Wolff has donated about 1,400 audio and video recordings, consisting of well more than 1,000 hours, to the Library of Congress, which will honor him in a ceremony next week.
Much of the material, DeAnna said, comes from an era when broadcasts were erased or not recorded at all. Wolff called some of the most memorable sports moments of the last century, including Don Larsen’s perfect game in the 1956 World Series and the Colts-Giants N.F.L. championship game in 1958. But the jewels of the collection are his interviews.
The subjects in Wolff’s trove range from Babe Ruth and Connie Mack to Derek Jeter and Alex Rodriguez, plus Vince Lombardi, Joe Louis, Jim Thorpe and nearly every other major sports celebrity to cross his path. He was a pioneer in the creation of pre- and postgame shows, which he syndicated to various teams for their local broadcasts.
“In the early days, the people doing interviews, for the most part, were former athletes,” Wolff said. “They were people who had spent their time answering questions because they were stars, and had never asked a question in their lives.”

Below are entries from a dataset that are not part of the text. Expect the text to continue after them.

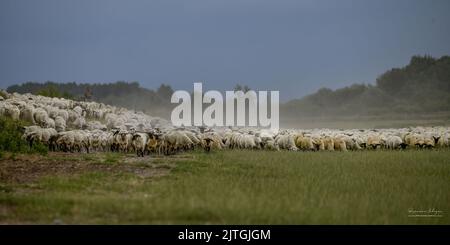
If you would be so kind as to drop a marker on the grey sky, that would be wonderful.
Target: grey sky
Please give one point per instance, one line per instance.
(292, 46)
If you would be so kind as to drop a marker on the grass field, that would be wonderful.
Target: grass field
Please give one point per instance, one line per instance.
(227, 187)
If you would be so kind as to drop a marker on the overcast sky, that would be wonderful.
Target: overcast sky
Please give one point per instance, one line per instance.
(292, 46)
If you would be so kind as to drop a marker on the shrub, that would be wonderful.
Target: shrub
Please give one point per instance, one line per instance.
(11, 138)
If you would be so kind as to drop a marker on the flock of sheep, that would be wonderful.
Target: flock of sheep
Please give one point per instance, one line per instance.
(67, 125)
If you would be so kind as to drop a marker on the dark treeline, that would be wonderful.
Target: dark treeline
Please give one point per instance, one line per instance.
(124, 94)
(423, 86)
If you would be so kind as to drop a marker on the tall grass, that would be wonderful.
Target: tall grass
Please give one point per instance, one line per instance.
(11, 138)
(251, 187)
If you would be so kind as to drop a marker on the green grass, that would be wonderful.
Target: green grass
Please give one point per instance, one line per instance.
(246, 187)
(11, 138)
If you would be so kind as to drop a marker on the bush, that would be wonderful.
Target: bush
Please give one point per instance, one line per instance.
(11, 138)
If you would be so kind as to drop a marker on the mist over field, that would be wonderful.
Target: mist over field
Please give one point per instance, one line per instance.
(86, 135)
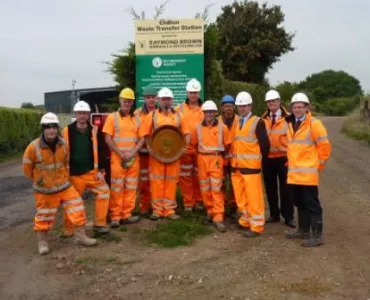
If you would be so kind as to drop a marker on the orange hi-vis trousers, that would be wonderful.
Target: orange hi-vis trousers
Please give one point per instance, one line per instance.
(100, 189)
(124, 183)
(249, 198)
(189, 181)
(144, 184)
(210, 179)
(47, 207)
(163, 181)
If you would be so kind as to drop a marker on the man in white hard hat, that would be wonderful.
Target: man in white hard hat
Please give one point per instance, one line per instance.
(308, 151)
(86, 165)
(274, 168)
(46, 163)
(212, 139)
(164, 177)
(250, 144)
(188, 181)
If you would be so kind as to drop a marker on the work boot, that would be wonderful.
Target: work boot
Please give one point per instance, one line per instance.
(220, 226)
(188, 211)
(82, 238)
(174, 217)
(130, 220)
(114, 224)
(154, 217)
(42, 242)
(101, 229)
(251, 234)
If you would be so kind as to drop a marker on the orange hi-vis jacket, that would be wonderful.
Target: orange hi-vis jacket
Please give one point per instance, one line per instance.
(245, 149)
(308, 150)
(211, 140)
(124, 131)
(94, 133)
(277, 134)
(193, 116)
(48, 170)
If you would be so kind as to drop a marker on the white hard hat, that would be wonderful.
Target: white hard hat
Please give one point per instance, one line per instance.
(243, 98)
(300, 97)
(81, 106)
(272, 95)
(193, 86)
(49, 118)
(209, 105)
(165, 93)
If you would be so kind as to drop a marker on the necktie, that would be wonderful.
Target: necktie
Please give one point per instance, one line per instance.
(297, 124)
(273, 120)
(241, 122)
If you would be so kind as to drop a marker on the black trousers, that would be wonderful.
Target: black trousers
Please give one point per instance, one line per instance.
(274, 171)
(306, 199)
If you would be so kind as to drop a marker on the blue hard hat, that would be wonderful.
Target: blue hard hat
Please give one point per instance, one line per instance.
(227, 99)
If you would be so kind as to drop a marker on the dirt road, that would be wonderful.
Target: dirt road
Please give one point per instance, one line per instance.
(218, 266)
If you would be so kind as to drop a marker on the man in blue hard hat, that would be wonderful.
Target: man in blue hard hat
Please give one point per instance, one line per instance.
(231, 120)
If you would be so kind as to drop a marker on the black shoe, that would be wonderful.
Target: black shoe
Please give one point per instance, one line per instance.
(290, 223)
(273, 220)
(251, 234)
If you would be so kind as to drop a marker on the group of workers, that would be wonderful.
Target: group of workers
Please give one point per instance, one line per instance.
(221, 169)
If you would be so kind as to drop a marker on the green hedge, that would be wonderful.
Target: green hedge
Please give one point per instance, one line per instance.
(18, 127)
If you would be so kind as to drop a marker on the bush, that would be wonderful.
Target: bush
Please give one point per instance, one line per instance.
(257, 91)
(18, 127)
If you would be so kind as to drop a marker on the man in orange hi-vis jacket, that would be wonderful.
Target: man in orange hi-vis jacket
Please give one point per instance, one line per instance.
(122, 136)
(163, 176)
(212, 139)
(250, 144)
(189, 182)
(150, 96)
(86, 165)
(308, 151)
(46, 163)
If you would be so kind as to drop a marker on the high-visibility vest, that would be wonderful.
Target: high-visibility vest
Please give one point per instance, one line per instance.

Wolff wanted to be a baseball star, but broke his ankle in a rundown play as a freshman at Duke. He turned to broadcasting for WDNC in Durham, N.C., in 1939, and soon found a winning formula for his interviews: start with an offbeat, relaxing question; move to something newsworthy; finish with a question that focuses on a source of pride for the subject.
Wolff said he always wanted the interview to be appealing to the audience and enjoyable for the athlete, but he was no pushover. He once approached Ted Williams for an interview, and Williams, noticing the microphone, scowled at Wolff and muttered to himself. Wolff later chastised Williams, who made him a deal: the next time they met, if Williams had a certain batting average, he would do the show.
Williams, indeed, had met his high standards when he next encountered Wolff. But he had also just sworn off all interviews in another of his famous feuds with the Boston news media.
“Ted, you told me this with a handshake, but I read about what happened in Boston, and if you live up to your deal with me, as a reporter, I’ve got to ask you if you have any remorse,” Wolff said he told Williams. “But you’re a friend of mine, and if you want to bow out, we’re still friends. But if you want to go on, I’ve got to ask you the questions.”
Wolff said Williams did not hesitate.
“What time’s the interview?” Williams said. “Ask anything you want.”
Wolff, speaking over the phone from his home in South Nyack, N.Y., is known as a gentleman of the press corps; the stories behind his stories remain vivid. The interviews are compelling historical documents, and Wolff preserved many of the early ones on 16-inch lacquer discs — slices of sports’ oral history on pizza-size records.